Ergo, secondo la tesi dei ricorrenti, non sarebbero stati provati i proventi a cui la donna avrebbe rinunciato, i contratti che non avrebbe potuto onorare, i programmi televisivi che non avrebbe potuto condurre. Considerando la variabilità della richiesta per i personaggi televisivi, i ricorrenti sostengono che se davvero le fosse stata affidata la conduzione di programmi televisivi, la produzione ne avrebbe rinviato la programmazione, aspettando per qualche mese che si ristabilisse, e che comunque la conduttrice avrebbe dovuto provare quanto meno l’esistenza di concrete proposte.

La censura viene rigettata

Ai fini della liquidazione del danno patrimoniale da incapacità lavorativa temporanea, i dati risultanti dalle dichiarazioni dei redditi, in particolare il reddito lordo d’impresa, sono elementi di prova liberamente valutabili dal Giudice nell’ambito della valutazione complessiva della situazione del danneggiato. E, come tali, materia di un accertamento in fatto non censurabile in Cassazione se dotata, come in questo caso, di motivazione non priva di logica e non intimamente contraddittoria. La Cassazione ricorda che ai fini della quantificazione del danno da riduzione della capacità lavorativa specifica del lavoratore autonomo, ciò che rileva è il reddito “dichiarato”.

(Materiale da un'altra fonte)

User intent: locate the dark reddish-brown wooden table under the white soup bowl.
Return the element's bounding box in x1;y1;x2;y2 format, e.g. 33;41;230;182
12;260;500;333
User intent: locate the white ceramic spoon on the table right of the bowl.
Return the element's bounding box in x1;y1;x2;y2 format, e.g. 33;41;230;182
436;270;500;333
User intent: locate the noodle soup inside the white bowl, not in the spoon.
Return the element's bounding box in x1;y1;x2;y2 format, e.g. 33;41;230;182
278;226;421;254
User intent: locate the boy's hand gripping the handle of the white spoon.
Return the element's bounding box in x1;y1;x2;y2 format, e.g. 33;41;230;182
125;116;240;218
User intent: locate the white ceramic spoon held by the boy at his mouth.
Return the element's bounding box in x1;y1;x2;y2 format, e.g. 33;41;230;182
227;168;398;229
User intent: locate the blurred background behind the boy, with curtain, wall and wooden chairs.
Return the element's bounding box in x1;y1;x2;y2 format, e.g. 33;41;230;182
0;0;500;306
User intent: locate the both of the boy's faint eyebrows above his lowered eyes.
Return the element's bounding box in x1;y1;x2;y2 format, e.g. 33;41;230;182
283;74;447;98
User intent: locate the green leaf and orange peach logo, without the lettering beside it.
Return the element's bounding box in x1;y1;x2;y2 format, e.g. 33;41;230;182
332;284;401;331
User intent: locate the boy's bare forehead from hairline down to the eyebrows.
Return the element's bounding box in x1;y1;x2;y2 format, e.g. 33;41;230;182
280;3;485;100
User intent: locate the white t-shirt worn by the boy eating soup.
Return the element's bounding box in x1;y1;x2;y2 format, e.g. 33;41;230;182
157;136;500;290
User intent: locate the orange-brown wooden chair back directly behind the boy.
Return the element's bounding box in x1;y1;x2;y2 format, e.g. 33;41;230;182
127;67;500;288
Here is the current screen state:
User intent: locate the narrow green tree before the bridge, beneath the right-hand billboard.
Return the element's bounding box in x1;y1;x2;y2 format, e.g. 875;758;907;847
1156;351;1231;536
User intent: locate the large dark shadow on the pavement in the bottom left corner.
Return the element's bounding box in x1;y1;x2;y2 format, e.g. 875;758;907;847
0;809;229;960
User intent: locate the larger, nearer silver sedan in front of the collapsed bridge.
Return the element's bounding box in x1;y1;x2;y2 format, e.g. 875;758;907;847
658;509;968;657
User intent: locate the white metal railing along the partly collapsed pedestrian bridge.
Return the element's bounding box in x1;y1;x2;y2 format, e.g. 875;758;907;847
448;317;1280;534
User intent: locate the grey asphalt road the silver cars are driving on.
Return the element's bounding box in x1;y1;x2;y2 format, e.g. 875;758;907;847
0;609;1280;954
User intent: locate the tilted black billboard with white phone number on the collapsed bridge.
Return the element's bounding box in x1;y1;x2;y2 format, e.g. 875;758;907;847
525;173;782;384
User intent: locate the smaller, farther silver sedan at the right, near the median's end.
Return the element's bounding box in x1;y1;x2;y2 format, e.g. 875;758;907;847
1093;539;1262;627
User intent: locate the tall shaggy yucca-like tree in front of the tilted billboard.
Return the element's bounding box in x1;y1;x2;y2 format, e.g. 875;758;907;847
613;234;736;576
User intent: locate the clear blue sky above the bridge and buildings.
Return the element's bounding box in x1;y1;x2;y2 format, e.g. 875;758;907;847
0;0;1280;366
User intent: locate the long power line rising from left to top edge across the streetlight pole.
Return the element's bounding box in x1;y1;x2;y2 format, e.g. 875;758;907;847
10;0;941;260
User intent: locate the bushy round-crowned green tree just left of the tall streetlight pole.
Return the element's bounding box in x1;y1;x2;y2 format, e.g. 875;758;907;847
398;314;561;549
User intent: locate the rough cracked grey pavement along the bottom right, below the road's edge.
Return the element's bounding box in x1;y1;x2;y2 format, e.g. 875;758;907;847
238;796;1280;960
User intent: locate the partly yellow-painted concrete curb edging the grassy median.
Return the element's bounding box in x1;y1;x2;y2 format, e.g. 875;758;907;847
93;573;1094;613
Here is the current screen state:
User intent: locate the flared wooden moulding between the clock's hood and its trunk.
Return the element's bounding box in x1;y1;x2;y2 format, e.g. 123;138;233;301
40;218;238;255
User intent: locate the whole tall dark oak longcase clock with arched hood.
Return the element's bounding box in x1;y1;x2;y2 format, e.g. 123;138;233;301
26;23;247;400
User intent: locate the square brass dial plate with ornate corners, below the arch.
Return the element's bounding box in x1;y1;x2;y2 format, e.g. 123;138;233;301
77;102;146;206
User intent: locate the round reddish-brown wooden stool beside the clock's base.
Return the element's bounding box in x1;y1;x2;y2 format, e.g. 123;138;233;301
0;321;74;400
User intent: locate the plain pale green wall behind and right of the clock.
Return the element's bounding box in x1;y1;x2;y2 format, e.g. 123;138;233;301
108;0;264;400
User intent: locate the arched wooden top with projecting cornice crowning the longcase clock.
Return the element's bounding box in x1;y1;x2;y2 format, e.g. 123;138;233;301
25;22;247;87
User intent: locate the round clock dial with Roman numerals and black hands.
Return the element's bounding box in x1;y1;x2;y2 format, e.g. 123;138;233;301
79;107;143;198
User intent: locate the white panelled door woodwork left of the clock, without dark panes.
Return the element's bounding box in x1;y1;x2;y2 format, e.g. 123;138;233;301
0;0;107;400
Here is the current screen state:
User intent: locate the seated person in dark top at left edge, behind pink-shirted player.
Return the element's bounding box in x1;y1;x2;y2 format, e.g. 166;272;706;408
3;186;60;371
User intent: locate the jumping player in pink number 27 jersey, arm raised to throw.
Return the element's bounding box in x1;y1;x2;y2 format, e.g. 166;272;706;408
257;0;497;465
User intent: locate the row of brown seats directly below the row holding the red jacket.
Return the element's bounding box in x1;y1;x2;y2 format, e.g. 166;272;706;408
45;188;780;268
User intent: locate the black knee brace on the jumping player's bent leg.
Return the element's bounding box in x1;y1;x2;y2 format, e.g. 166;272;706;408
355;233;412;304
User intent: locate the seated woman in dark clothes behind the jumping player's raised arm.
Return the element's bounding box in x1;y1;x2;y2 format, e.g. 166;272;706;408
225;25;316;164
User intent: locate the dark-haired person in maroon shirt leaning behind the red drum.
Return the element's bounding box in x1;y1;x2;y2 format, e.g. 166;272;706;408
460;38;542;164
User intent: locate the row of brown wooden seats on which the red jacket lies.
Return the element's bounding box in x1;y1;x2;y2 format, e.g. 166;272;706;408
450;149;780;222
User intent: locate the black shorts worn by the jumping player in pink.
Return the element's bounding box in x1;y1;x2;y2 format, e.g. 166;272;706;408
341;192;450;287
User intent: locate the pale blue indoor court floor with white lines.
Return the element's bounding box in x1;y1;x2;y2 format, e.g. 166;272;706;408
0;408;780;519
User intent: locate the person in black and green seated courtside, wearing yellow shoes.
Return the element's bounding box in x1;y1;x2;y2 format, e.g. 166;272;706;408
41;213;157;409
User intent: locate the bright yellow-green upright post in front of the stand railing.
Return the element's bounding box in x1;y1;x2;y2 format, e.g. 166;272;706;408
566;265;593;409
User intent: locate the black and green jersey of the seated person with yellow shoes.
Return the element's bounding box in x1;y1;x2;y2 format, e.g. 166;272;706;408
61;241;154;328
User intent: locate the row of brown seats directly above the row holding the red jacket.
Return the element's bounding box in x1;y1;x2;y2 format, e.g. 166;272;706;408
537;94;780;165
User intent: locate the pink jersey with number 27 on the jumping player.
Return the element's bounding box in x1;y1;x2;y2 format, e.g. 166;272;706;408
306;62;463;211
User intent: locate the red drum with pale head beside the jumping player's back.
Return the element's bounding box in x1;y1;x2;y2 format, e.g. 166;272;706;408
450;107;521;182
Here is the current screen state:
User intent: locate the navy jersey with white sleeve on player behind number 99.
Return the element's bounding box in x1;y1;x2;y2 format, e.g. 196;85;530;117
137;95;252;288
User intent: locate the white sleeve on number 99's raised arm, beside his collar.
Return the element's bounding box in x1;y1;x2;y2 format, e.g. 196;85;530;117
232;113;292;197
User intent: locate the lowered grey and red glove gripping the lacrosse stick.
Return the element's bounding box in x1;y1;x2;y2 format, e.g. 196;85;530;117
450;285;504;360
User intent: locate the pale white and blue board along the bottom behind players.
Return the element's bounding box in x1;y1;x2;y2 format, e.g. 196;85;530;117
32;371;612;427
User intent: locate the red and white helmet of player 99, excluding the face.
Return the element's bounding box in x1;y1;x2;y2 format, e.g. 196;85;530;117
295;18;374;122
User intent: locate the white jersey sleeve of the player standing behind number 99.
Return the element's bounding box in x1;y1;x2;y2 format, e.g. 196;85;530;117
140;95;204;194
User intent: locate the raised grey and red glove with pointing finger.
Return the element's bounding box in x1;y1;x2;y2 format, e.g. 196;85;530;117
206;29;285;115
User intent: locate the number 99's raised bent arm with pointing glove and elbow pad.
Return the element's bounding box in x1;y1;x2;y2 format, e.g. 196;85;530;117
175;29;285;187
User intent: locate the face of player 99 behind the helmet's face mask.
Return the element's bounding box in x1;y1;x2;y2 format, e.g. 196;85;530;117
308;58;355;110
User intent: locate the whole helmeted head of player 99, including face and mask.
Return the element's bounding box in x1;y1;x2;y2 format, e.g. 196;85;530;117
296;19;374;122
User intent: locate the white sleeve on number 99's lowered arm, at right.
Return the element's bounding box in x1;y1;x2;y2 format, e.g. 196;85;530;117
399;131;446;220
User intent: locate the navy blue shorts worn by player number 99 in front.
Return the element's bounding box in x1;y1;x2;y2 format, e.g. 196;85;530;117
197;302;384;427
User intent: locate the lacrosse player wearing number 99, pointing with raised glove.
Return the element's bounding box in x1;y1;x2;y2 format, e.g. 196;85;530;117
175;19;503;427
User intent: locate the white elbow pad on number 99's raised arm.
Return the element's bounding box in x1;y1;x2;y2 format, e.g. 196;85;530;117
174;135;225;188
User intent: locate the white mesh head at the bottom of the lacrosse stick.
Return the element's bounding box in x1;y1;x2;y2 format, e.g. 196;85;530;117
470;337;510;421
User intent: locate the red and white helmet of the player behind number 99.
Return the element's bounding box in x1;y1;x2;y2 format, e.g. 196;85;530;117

Le dichiarazioni dei redditi rivestono una particolare rilevanza non ignorabile

Il richiamo al reddito risultante dalle dichiarazioni dei redditi è infatti nella legge all’art. 137 D.Lgs. n. 209 del 2005 che prevede che: “Nel caso di danno alla persona, quando agli effetti del risarcimento si debba considerare l’incidenza dell’inabilità temporanea o dell’invalidità permanente su un reddito di lavoro comunque qualificabile, tale reddito si determina, per il lavoro dipendente, sulla base del reddito di lavoro, maggiorato dei redditi esenti e al lordo delle detrazioni e delle ritenute di legge, che risulta il più elevato tra quelli degli ultimi tre anni e, per il lavoro autonomo, sulla base del reddito netto che risulta il più elevato tra quelli dichiarati dal danneggiato ai fini dell’imposta sul reddito delle persone fisiche negli ultimi tre anni ovvero, nei casi previsti dalla legge, dall’apposita certificazione rilasciata dal datore di lavoro ai sensi delle norme di legge”.

Pertanto, le dichiarazioni dei redditi rivestono una particolare rilevanza non ignorabile, perché prese in considerazione espressamente dalla legge come idoneo parametro di riferimento per la quantificazione del danno, ed anche perché autodichiarazioni idonee a vincolare il dichiarante anche verso l’erario.

La danneggiata ha fornito idonea prova del proprio reddito e della sua contrazione nel periodo in considerazione, ricadeva sull’Istituto e sui Medici l’onere di fornire la prova contraria, ossia che la contrazione reddituale nel periodo immediatamente successivo alla operazione cui si sottopose la signora non fosse da considerarsi in rapporto causale con l’incapacità temporanea di attendere alle proprie attività abituali causatale dall’errata esecuzione dell’intervento, ma derivante da altra causa del tutto autonoma, quale una contrazione di popolarità della signora.